Old Trafford's new singing section in full voice.GettyImagesOld Trafford's new singing section in full voice.

Singing section success.

It is universally agreed that the atmosphere in English stadiums are not what they were; a lack of terracing and a different demographic have seen to that. Old Trafford used to be a cauldron of volume on big European nights, but somewhere along the line, the excitement wore off. They have been in the Champions League every season since 1996, after all.

During some matches at Old Trafford, the players can be heard shouting at one another. That would have been unthinkable in the 1970s heyday of the Red Army, but has long been an accepted part of what execs like to call the "matchday experience."

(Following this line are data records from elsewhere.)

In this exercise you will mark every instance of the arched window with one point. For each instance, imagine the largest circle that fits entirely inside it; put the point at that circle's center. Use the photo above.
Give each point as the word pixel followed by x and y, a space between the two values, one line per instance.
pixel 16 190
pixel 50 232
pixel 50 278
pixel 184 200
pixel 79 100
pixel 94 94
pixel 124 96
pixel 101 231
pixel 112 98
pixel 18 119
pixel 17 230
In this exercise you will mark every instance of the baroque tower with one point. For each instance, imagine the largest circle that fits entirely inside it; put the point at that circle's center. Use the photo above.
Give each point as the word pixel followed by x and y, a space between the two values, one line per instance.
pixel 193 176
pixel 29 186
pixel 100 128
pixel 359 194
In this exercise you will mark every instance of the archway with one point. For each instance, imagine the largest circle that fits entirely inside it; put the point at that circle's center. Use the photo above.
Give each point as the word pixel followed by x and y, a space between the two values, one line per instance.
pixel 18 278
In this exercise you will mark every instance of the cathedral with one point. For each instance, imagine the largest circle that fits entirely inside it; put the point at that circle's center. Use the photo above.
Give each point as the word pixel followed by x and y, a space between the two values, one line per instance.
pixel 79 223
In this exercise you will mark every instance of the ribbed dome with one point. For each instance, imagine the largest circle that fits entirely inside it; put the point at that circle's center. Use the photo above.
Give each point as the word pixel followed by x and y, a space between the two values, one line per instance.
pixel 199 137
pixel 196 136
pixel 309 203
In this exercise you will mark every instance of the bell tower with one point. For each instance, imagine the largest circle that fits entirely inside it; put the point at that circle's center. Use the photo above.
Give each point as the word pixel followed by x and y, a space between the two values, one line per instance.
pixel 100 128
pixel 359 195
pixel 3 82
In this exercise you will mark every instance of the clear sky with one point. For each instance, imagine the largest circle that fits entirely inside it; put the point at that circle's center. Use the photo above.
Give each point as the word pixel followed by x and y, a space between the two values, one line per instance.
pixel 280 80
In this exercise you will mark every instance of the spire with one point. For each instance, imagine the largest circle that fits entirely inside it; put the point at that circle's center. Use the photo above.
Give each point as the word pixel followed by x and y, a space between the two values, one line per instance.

Thus, with club approval, and the leadership of some leading fan activists, Wednesday night's game was the inaugural evening outing of a "singing section." In the corner between the South and East Stands, where away fans are usually placed in Premier League matches, a band of boys bellowed out a series of greatest hits you will hear from United's travelling support.

Pete Boyle, the slimmed-down, self-styled bard of Old Trafford, who was once offered dietary tips by Ferguson himself, led the choruses. It seemed like an artificial idea -- and rather forced -- but it seemed to work. The Stretford End, once the engine of noise, could not compete in volume with a group who were noticeably younger, and rather more well-oiled, than the typical latter-day stadium visitor.

Up to their top right were 6,000 fans in blue and white. They made plenty of noise, too. This was the night that Real Sociedad's fans had been looking forward to since the draw was made. Manchester city centre crackled with Basque and Spanish.

It all reminded of an old-style European night. Well, sort of -- the rest of the stadium was still quiet. And that was the point -- better to have some singing rather than no singing. The experiment was a qualified success. Perhaps other stadiums will soon be following its lead. The Emirates and Anfield should lead the list.